As Kearny and Giselle talked, by honest, genuine, sheer chance, a man calling himself Karl Klenhard and his wife of over fifty years, calling herself Margarete, were waiting for the light at a corner in Steubenville (“Where the Tall Corn Grows”), Iowa. Steubenville — not to be confused with the much more nifty Steubenville in Ohio — was county seat for 9,581 souls and several hundred square miles of rich alluvial flatland below the bluffs of the Mighty Mississippi.
Steubenville had been settled in the late 1800s by farmers from Trier, Prussia; in those early days, paddlewheel steamers plying the river offered tempting access to markets for their produce. But times change, markets shift, prices rise and fall, and with the Midwest farm crunch Steubenville had become Stupidville to those unfortunate enough to still live there.
Karl did not look stupid, but he did fit right in with the local populace: his Santa Claus smile, great walrus mustache, and gold watch chain glinting across a benevolent expanse of belly all suggested the retired German burgher. As for Margarete, her plump bosom, high color, and twinkly eyes above glowing apple cheeks made her look like a ceramic cookie jar. Only the cigarette smouldering between the first two fingers of her right hand hinted at anything other than classic Hausfrau.
Here’s where chance comes in: as they waited at the light, an elderly Eldorado with those majestic ’50s tailfins stretching out forever behind it rolled by them. Karl leaned jauntily on his ornate gold-headed cane and gave Margarete a nostalgic little pat on the fanny in honor of other tailfins in other times.
“Remember the pink nineteen fifty-eight Caddy convertible we rode to my coronation?
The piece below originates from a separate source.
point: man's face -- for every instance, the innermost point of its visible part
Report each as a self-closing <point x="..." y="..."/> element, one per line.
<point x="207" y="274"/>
Ah, darling, what times we had!”
“Yes, my dumpling,” said Margarete with shining eyes. Then a hint of sadness crossed her face. “We’re getting old, Liebchen. It makes one think of retirement.”
The light had changed. They started slowly across the intersection, two loving old people arm in arm.
“Retirement.” Karl’s voice savored the word, but his eyes had taken on a speculative gleam. “Nineteen fifty-eight.” He smiled a beatific smile. “The year I became King.”